Object-oriented design principle of when & how to use inheritance: Liskov substitution principle (LSP):

“Base class should be interchangeable with any of its subclasses without altering any properties of the program”

e.g. whenever in our app we use BankAccount instance, substituting a CheckingAccount instead should not affect anything in the surrounding program - e.g. batch_withdraw() method worked regardless of kind of account

Syntactically: - method in subclass should have a signature with parameters and returned values compatible with the method in the parent class Semantically: - state of objects should stay consistent, subclass method shouldn’t rely on stronger input conditions, should not provide weaker output conditions, should not throw additional exceptions

Possible violations of LSP (where can’t use subclass in place of parent class):

  • syntactic imcompatibility
    • BankAccount.withdraw() requires 1 parameter, but CheckingAccount.withdraw() requires 2
      • Couldn’t use the subclass’s withdraw() in place of the parent’s
      • But if subclass had a default value for the second param, then no problem!
  • subclass strengthening input conditions
    • BankAccount.withdraw() accepts any amount, but CheckingAccount.withdraw() assumes amount is limited
  • subclass weakening output conditions
    • BankAccount.withdraw() can only leave a positive balance or cause an error, but CheckingAccount.withdraw() can leave negative balance
  • changing additional attributes in subclass’ method
  • throwing additional exceptions in subclass’ method

Ultimate rule: if your class hierarchy violates LSP, then you should not be using inheritance

examples

circle-ellipse problem

Square and rectangle

The classic example of a problem that violates the Liskov Substitution Principle is the Circle-Ellipse problem, sometimes called the Square-Rectangle problem.

By all means, it seems like you should be able to define a class Rectangle, with attributes h and w (for height and width), and then define a class Square that inherits from the Rectangle. After all, a square “is-a” rectangle!

Unfortunately, this intuition doesn’t apply to object-oriented design.

# Define a Rectangle class
class Rectangle:
    def __init__(self, h, w):
      self.h, self.w = h, w

# Define a Square class
class Square(Rectangle):
    def __init__(self, w):
      self.h, self.w = w, w  

A Square inherited from a Rectangle will always have both the h and w attributes, but we can’t allow them to change independently of each other.

class Rectangle:
    def __init__(self, w,h):
      self.w, self.h = w,h

# Define set_h to set h      
    def set_h(self, h):
      self.h = h
      
# Define set_w to set w          
    def set_w(self, w):
      self.w = w
      
      
class Square(Rectangle):
    def __init__(self, w):
      self.w, self.h = w, w 

# Define set_h to set w and h
    def set_h(self, h):
      self.h = h
      self.w = h

# Define set_w to set w and h      
    def set_w(self, w):
      self.h = w
      self.w = w 

Later in this chapter you’ll learn how to make these setter methods run automatically when attributes are assigned new values, don’t worry about that for now, just assume that when we assign a value to h of a square, now the w attribute will be changed accordingly.
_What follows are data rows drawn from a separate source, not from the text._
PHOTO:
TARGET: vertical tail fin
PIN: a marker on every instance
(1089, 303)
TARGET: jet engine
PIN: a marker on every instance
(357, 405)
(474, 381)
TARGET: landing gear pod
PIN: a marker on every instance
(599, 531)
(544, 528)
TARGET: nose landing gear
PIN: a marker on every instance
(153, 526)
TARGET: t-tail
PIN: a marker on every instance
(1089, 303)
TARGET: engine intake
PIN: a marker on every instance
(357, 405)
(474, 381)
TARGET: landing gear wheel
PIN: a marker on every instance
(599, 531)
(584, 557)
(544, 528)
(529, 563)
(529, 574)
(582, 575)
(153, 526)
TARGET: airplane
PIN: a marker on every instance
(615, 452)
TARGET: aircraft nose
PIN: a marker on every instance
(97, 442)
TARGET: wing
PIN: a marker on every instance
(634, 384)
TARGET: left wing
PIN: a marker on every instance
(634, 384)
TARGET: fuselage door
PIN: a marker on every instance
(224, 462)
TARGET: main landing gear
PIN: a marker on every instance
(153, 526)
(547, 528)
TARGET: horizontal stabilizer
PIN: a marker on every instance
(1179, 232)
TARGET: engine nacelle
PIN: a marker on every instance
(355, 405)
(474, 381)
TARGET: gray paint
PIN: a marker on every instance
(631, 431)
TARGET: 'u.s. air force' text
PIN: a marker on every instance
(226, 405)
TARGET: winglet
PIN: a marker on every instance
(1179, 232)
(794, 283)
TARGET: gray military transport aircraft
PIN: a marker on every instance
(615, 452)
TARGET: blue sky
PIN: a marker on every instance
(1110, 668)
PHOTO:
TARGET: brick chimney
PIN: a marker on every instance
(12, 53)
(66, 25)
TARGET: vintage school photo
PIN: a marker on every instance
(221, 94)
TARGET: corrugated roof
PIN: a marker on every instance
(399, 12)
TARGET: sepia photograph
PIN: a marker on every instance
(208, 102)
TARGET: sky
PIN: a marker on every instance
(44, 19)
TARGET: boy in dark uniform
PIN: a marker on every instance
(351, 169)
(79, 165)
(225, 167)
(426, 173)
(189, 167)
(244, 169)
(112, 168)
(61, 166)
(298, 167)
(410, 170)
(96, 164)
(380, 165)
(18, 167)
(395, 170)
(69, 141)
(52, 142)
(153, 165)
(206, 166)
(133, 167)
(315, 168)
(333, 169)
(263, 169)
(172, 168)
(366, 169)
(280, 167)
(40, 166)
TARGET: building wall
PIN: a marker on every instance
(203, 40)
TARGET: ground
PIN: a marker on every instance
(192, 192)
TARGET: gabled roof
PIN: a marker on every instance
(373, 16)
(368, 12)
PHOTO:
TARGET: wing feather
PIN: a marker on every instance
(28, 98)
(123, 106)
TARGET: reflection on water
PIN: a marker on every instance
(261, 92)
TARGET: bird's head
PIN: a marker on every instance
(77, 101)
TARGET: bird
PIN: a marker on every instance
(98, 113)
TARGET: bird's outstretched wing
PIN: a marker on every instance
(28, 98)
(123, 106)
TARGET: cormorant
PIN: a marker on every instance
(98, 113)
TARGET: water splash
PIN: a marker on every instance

How does using these setter methods violate Liskov Substitution principle?

Each of the setter methods of Square change both h and w attributes, while setter methods of Rectangle change only one attribute at a time, so the Square objects cannot be substituted for Rectangle into programs that rely on one attribute staying constant.

Correct! Remember that the substitution principle requires the substitution to preserve the oversall state of the program. An example of a program that would fail when this substitution is made is a unit test for a setter functions in Rectangle class.

Managing Data Access

In python, all class data is public - any attribute or method can be accessed by anyone - Fundamental python principle: “we are all adults here” - you should have trust in your fellow developers

  • Naming conventions: can use some universal naming conventions to signal that data is not for external consumption
    • special kinds of attributes called @property that allow you to control how each attribute is modified
  • Special methods that you can override to change how attributes are used
    • override __getattr__() and __setattr__()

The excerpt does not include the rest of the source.